Segundo essa narrativa, estava-se ante um fato grave, um assalto de verdade. Mais tarde, porém, ficou a verdade restabelecida, e o próprio Tufay, nas declarações que, ontem, prestou à polícia, disse que entregou o dinheiro por livre e espontânea vontade, antecipadamente, para, depois, receber as… mercadorias.

José, irmão de Tufay, e isso dele ouvimos, narrou uma história complicada, luta, murros, taponas e… dinheiro tirado à força…

E José dizia que, se não fosse meio aleijado de um braço, impediria – mesmo com sacrifício da vida – que seu irmão fosse vítima dos assaltantes.

***

O dr. Armando Ferreira da Rosa, delegado regional, achou muito interessante toda a história do assalto, mas não a acreditou e pediu, com a delicadeza que o caracteriza, que a história fosse narrada tal qual ela se passou, que isso de um assalto estava mal contado.

Depois disto, Tufay e seus irmãos narraram a verdade. O dinheiro não foi tirado à força, nem houve assalto, apenas os tiros, depois que os "piratas" estavam com a "massa".

***

Antonio Santos Silva é conhecidíssimo da polícia, sendo o mesmo reincidente nestes negócios de "contrabando".

Sobre o fato foi aberto inquérito, iniciando a polícia as precisa investigações, tendo o dr. Armando Ferreira da Rosa determinado várias diligências, uma das quais surtiu efeito.

O inspetor Salvador Cianzaruso foi encarregado de uma captura e, certa de 13 horas, no Mercado, aquele inspetor, em companhia de seus companheiros Luis Correa e Clodomiro Marchetti, efetuou a prisão de Americo Jorge, cujo "cliché" estampamos, hoje, indivíduo esse cúmplice de "Garrafão", tendo ele servido de barqueiro, para a fuga dos espertalhões.

Americo, que, levado à presença do delegado regional, tudo confessou, viu quando o dinheiro foi entregue, mas afirma que, se soubesse do que se tratava, não tomaria parte no "negócio".

Antonio Santos Silva está foragido.
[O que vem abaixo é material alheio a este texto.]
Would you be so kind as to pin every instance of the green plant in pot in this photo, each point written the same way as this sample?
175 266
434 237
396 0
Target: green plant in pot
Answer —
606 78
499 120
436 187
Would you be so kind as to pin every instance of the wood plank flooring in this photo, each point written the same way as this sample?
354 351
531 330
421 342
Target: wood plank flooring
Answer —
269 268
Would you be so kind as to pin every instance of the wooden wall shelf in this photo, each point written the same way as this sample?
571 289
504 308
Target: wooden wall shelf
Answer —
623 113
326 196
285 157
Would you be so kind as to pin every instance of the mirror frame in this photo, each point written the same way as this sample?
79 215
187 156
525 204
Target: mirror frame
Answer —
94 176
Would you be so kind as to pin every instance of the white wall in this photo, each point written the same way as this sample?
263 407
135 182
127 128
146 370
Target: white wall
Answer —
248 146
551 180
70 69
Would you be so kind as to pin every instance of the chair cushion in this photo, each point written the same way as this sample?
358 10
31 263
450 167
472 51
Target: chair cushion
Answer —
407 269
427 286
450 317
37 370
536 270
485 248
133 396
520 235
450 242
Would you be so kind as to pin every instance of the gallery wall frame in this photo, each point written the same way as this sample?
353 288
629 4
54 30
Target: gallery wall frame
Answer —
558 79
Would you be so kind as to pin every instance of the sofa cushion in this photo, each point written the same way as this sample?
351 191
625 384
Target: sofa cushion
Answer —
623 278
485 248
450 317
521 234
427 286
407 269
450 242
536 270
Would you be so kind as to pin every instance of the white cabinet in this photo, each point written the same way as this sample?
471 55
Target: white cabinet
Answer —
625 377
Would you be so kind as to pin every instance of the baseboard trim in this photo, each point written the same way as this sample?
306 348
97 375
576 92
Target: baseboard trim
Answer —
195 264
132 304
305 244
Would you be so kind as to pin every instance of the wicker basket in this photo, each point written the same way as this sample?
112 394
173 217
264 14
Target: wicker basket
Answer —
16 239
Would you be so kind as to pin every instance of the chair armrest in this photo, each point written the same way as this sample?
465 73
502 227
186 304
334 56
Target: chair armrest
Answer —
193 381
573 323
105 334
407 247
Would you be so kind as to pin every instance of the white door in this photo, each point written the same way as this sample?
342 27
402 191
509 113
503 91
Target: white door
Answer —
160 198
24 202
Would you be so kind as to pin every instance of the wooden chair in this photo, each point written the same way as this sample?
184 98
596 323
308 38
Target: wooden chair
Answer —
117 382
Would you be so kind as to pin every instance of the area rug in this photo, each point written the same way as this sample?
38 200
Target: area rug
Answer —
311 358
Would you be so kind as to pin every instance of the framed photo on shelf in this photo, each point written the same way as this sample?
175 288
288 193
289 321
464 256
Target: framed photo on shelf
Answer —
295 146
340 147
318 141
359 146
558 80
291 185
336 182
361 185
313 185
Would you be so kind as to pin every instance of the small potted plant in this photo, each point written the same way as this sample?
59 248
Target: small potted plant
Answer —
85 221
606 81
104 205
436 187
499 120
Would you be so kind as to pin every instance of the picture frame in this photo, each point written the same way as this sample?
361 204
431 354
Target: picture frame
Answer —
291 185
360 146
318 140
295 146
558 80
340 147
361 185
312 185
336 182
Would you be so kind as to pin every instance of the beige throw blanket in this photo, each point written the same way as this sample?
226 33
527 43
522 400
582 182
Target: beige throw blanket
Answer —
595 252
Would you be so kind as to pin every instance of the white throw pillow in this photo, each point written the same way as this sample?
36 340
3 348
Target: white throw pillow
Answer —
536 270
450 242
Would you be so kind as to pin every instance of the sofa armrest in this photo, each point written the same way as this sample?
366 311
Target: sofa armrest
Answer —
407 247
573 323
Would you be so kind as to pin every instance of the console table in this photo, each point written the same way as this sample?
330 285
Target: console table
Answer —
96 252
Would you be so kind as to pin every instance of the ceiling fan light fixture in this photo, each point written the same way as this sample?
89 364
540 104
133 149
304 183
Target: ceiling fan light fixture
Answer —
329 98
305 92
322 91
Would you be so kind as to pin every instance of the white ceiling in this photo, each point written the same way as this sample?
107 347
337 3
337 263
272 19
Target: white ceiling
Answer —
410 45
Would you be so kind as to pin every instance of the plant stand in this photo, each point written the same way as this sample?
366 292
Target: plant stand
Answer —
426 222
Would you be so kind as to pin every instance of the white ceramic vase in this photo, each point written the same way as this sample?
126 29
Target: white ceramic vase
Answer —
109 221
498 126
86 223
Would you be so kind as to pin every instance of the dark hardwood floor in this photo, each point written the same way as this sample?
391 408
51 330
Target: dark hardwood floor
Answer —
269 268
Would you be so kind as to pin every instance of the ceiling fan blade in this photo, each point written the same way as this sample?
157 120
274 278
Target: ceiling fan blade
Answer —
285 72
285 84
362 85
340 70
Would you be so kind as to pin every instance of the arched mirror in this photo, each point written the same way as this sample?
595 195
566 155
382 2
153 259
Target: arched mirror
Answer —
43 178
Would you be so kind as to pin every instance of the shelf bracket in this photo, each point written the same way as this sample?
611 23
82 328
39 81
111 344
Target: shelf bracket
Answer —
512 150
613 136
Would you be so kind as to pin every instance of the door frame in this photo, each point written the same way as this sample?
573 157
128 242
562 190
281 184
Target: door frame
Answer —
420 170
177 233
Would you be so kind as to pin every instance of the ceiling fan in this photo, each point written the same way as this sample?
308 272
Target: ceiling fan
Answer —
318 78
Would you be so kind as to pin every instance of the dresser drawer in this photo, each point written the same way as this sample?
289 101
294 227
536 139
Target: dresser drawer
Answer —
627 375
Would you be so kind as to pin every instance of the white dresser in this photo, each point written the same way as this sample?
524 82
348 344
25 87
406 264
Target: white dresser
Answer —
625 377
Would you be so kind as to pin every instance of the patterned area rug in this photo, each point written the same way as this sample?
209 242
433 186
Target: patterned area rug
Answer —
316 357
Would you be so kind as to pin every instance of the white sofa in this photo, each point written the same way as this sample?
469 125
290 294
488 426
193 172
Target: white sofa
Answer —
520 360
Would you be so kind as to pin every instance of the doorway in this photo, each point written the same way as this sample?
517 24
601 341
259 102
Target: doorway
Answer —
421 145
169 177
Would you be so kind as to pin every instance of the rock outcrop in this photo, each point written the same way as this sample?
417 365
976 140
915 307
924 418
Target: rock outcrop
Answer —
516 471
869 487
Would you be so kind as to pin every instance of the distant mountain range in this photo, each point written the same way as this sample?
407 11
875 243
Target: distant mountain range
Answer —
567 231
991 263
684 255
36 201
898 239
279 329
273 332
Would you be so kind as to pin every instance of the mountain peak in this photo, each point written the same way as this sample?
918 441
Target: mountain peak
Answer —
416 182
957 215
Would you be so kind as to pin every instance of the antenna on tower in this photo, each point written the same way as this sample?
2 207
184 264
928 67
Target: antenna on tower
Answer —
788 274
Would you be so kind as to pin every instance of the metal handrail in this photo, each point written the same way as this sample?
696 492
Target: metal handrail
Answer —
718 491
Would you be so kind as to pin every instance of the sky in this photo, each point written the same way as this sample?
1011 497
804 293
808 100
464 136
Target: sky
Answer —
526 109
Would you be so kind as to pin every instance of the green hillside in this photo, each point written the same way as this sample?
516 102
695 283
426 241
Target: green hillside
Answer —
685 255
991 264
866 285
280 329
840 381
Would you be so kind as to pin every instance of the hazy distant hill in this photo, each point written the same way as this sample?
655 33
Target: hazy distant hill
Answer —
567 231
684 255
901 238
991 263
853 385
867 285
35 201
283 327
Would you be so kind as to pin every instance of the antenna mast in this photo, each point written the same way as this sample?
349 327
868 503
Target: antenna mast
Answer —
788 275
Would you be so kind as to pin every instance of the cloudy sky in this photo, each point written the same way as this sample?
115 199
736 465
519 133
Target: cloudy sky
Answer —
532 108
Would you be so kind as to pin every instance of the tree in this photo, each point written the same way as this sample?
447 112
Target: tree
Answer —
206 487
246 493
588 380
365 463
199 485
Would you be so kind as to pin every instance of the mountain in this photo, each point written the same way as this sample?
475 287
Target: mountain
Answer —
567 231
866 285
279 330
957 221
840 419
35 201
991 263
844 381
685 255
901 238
Daniel Rodrigues, apontado como seu sócio, também fugiu, seguindo a bordo do "Portuguese Prince", estando também em local ignorado os demais "membros" da história do falso contrabando.

Tufay, assim como seus irmãos, regressou, ontem, a Aparecida, estando aquele, agora, convencido de que a compra de um "contrabando" é mesmo um negócio perigoso, e pode, com experiência própria, dizer isto aos seus fregueses, em sua loja…

***

A polícia prossegue nas diligências para a captura dos espertalhões, inclusive a de um indivíduo que, no Casqueiro, estava vestido de azul, com um dólmã, fingindo de "autoridade", para, certo, "afugentar" os heróis da novela, para melhor ser a encenação, imaginada por Santos Silva, que é o célebre carregador n. 1, o "Garrafão".